One of the season’s biggest art shows features more than 80 works of a French-trained American working in London, arrayed in a gallery normally devoted to Asian art.

It all makes sense when you consider the artist is James McNeill Whistler and the venue is the Smithsonian’s Freer-Sackler complex, whose patron, Detroit industrialist Charles Lang Freer, built a formidable collection of paintings and other objects with Whistler’s personal advice and encouragement.

An American in London: Whistler and the Thames,” on display through Aug. 17, marks the biggest U.S. display of Whistler’s works in a generation and an opportunity to reassess an artist who defies easy characterization.


Alternately associated with realist, impressionist and pre-Raphaelite schools, Whistler was a highly influential figure who trained in Washington, D.C., as a military draftsman and developed daring new modes of expression while cultivating an image of eccentricity. His famous 1871 portrait of his mother (not part of the exhibit) is one of the most recognizable paintings in the world and is among just a handful of fine art works that have become pop culture icons. Expect to see its image a few times in the lead-up to Mother’s Day.
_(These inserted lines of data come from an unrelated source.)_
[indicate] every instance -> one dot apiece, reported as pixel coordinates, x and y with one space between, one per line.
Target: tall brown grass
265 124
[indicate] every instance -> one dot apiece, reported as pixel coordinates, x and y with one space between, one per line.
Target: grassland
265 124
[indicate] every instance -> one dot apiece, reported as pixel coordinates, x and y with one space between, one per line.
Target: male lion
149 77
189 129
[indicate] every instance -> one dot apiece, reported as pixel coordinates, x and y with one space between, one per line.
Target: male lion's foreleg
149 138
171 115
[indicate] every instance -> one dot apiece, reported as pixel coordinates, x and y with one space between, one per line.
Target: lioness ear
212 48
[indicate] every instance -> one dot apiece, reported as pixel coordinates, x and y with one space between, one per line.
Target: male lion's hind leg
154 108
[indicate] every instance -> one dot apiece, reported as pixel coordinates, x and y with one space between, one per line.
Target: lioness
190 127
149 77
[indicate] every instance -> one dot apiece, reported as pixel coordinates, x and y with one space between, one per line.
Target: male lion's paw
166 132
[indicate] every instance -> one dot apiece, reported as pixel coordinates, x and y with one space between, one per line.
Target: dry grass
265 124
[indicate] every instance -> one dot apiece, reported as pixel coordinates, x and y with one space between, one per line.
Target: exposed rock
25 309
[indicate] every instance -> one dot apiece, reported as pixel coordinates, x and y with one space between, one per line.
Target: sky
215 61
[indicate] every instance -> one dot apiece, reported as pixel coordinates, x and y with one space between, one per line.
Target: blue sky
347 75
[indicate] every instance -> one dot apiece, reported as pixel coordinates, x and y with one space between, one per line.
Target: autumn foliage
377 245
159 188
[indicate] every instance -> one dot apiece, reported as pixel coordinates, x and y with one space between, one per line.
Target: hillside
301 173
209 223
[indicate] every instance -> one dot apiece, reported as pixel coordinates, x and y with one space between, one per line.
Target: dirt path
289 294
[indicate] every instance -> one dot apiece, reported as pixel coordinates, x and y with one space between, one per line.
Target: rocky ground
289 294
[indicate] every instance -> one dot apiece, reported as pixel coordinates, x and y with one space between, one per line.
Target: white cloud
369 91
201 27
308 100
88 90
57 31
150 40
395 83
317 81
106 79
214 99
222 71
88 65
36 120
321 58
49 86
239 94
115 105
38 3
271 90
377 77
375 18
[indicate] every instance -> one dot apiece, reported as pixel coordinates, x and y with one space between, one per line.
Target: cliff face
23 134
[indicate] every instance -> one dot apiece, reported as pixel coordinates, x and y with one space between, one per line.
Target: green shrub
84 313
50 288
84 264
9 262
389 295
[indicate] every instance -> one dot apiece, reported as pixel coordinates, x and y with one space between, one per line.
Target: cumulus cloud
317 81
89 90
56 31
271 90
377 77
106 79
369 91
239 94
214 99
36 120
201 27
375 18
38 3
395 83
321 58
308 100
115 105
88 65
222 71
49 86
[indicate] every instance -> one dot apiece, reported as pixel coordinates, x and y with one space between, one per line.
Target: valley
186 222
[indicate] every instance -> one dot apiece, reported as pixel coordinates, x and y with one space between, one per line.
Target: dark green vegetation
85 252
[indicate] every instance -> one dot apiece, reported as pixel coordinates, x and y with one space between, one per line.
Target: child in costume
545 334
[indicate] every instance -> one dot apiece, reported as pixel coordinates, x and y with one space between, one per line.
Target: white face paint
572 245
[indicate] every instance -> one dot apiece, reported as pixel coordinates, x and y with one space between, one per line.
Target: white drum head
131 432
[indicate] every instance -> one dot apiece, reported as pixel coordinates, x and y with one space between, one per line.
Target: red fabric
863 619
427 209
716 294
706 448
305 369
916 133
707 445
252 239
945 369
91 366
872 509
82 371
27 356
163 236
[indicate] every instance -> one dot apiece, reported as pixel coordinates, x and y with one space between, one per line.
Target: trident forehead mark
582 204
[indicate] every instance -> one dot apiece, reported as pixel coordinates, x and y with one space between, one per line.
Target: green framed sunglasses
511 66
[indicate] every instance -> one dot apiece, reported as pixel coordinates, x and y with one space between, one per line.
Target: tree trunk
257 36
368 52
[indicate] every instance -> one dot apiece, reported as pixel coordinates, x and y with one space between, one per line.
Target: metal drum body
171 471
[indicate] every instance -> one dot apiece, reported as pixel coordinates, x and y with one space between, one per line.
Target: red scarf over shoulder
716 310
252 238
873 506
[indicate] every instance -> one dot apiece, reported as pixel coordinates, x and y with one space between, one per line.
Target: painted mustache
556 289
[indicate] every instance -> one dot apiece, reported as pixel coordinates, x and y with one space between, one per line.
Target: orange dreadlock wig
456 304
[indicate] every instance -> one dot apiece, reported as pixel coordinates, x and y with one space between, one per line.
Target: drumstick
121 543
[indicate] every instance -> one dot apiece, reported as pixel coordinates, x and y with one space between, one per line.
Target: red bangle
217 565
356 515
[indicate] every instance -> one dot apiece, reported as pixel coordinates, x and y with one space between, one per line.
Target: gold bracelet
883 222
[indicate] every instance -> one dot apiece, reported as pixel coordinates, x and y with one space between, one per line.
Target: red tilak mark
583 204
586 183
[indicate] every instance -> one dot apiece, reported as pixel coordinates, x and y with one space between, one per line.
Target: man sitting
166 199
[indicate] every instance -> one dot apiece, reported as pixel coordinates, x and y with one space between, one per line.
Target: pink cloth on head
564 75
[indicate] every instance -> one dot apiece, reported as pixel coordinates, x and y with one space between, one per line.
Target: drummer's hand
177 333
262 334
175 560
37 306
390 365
The Freer-Sackler exhibit focuses on Whistler’s immersion in the Victorian London of the 1860s and 1870s, then undergoing a dramatic transformation into an industrial metropolis. His early focus on the area around the old Battersea Bridge, on the River Thames, provides an almost photographic essay of gritty wharves, pubs and waterborne craft that documents a cycle of destruction and rebuilding. But Whistler’s work soon morphs into spare, less-descriptive renderings with identifiable landmarks shrouded in abstract surroundings.

The transformation was partly inspired by Whistler’s discovery of Japanese prints, whose formal composition and flattened forms provided the artist with a connection to a world filled with beauty far from the bustle and unpleasantness of London.

“He was worried because his subject matter was unlovely and wondered whether it was a proper solution to art,” said Lee Glazer, curator of American art at the Freer and Sackler galleries. “He found a solution in the formal language of Japanese prints, which offered a new way of depicting the world and a classical style that was also new and fresh.”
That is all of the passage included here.